Di samping itu, pemerintah juga berencana membatasi pembelian gas melon menjadi 3 tabung gas per bulan dari hitung-hitungan kebutuhan rakyat miksin. Menurut Djoko jika ada pembelian lebih dari itu, pemerintah pantas curiga jangan-jangan subsidi salah sasaran.

Iwan (49) pedagang soto di kawasan Sabang, Jakarta Pusat mengaku bakal terbebani dengan perubahan skema subsidi itu. Pasalnya, kebutuhan gas melonnya mencapai 3 tabung untuk 2 hari. Dalam seminggu berarti minimal ada 9 tabung gas yang ia butuhkan.

Kalau pembelian tabungnya dibatasi seperti rencana Ditjen Migas, praktis ia akan terpukul kenaikan harga drastis. Saat ini saja harga gas yang ia beli berada di kisaran Rp18-20 ribu per tabung dan bisa membengkak menjadi Rp37-40 ribu per tabung tanpa subsidi.
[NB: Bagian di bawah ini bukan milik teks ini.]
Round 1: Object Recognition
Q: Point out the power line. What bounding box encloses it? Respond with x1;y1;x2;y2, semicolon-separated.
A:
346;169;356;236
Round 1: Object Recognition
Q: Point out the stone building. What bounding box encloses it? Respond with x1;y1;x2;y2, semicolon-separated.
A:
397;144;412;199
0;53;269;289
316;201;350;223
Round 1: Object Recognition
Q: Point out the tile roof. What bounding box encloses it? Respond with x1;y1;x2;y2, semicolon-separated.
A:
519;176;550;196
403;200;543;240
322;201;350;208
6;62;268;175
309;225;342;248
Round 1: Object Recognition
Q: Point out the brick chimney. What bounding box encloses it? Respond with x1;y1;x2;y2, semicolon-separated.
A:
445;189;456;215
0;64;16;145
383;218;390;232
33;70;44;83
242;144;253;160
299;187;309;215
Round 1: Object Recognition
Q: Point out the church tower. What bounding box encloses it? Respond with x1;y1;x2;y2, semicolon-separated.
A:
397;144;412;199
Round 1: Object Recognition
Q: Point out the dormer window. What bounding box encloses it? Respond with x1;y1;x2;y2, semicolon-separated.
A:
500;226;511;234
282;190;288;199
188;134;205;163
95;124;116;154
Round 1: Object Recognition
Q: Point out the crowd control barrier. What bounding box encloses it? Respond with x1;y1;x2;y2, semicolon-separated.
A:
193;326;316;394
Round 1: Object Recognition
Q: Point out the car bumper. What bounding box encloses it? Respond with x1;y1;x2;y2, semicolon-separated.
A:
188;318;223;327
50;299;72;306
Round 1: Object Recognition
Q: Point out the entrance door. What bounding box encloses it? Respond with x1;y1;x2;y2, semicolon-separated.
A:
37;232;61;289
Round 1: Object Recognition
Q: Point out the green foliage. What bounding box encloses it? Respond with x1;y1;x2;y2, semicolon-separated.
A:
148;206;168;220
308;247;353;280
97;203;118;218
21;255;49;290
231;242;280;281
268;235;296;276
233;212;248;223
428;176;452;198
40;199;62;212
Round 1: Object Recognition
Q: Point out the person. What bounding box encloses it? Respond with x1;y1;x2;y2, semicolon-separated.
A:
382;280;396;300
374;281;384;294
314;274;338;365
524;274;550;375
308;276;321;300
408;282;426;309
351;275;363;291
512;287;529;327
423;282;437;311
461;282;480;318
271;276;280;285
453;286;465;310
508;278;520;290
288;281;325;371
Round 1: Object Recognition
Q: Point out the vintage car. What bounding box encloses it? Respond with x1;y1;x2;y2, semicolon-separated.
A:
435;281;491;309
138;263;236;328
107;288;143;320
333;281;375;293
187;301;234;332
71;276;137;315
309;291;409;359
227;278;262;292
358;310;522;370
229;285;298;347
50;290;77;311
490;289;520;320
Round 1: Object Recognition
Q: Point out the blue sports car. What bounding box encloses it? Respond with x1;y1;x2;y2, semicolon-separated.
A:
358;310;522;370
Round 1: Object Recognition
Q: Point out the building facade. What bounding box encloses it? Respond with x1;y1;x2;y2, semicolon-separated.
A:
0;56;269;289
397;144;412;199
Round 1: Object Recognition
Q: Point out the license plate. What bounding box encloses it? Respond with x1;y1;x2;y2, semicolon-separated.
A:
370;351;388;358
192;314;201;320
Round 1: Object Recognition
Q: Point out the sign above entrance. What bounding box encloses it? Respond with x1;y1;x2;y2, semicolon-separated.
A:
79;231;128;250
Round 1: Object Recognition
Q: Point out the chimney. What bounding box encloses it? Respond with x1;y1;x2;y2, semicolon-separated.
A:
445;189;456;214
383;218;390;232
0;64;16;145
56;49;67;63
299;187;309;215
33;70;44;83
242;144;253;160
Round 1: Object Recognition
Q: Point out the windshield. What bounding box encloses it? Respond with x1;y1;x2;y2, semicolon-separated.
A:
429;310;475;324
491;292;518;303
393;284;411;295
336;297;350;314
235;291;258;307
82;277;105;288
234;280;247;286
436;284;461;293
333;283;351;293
“Kalau gitu repot ya. Dibatesin gitu. Kalau enggak cukup nanti enggak bisa dagang. Kalau ramai mah enggak berasa, masalahnya kita enggak selalu ramai,” ucap Iwan saat ditemui reporter Tirto, Sabtu (18/1/2020).
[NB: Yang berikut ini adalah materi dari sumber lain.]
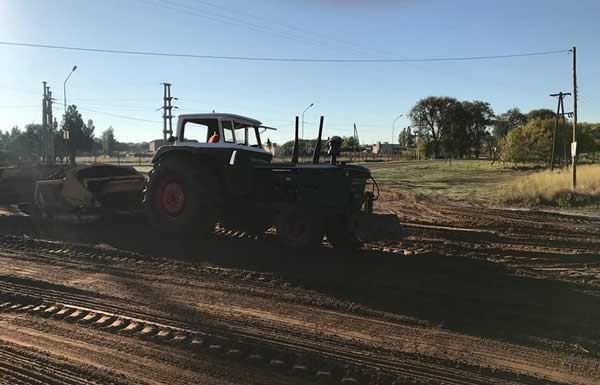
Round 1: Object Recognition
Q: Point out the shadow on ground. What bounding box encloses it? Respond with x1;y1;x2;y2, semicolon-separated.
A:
3;215;600;354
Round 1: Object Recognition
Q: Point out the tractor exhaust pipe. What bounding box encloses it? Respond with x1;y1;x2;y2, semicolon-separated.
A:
291;116;299;164
312;116;324;164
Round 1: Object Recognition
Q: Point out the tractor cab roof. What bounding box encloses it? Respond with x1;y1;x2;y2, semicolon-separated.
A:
178;113;262;127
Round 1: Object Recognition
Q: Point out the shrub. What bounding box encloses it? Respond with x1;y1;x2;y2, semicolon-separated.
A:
498;164;600;207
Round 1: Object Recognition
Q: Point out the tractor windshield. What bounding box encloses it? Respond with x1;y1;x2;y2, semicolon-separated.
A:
231;121;261;148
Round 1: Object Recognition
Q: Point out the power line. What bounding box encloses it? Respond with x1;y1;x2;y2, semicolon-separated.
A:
0;104;39;109
139;0;377;55
54;102;160;123
0;41;570;63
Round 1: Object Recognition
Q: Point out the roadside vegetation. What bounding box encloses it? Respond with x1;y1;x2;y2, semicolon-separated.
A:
0;105;145;165
499;164;600;207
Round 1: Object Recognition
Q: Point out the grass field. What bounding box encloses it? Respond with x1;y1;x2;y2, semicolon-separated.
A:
369;159;600;208
368;159;536;202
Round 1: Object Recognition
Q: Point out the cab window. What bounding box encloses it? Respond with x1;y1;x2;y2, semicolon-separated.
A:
232;122;261;147
181;118;218;143
222;120;235;143
248;127;261;147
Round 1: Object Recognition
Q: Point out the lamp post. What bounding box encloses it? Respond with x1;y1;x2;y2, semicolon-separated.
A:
301;103;314;140
63;65;77;114
63;65;77;164
392;114;403;156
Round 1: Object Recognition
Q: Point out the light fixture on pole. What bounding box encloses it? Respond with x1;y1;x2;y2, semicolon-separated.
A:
63;65;77;140
393;113;403;148
301;103;314;140
63;65;77;114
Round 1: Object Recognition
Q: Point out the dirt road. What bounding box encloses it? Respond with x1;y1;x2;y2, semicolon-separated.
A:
0;191;599;385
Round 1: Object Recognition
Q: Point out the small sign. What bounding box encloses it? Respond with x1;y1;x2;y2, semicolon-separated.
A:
571;142;577;155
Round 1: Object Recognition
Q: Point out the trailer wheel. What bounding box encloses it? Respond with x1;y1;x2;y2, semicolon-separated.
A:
144;156;218;235
326;215;363;250
276;207;324;250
Beban lebih parah mungkin bisa diderita oleh pemilik warung nasi atau warung tegal. Iwan membandingkan untuk satu macam masakan yang ia jual saja sudah membutuhkan 3 tabung per 2 hari, maka kebutuhan warung nasi setidaknya bisa 4 hingga 5 tabung untuk jangka waktu yang sama.

Sementara itu, pedagang gorengan di dekat Halte Transjakarta Pulomas Rasyim (53) juga ikut mengeluh. Meskipun jualannya berupa gorengan, tapi kebutuhan gasnya tetap banyak yaitu 1 tabung per hari atau 7 tabung selama seminggu.

Bila nantinya ia terdampak perubahan skema subsidi ini, Rasyim memastikan kalau ia bakal kesulitan berjualan. Kalau pun tetap berdagang, ia harus bersiap dengan keuntungan yang tak seberapa.

“Saya dari Majalengka enggak lulus sekolah. Buat bisa jualan kayak ini aja udah syukur,” ucap Rasyim saat ditemui reporter Tirto, Sabtu (18/1/2020).

Pedagang bakmi di belakang kawasan perbelanjaan Sarinah, Haryono (58) mengaku keberatan dengan perubahan ini, tetapi ia pesimistis kalau pemerintah bakal memperhatikan rakyat sepertinya. Bila kebijakan ini berlaku ongkos penjualannya bakal membengkak karena per minggunya ia menghabiskan minimal 7 tabung.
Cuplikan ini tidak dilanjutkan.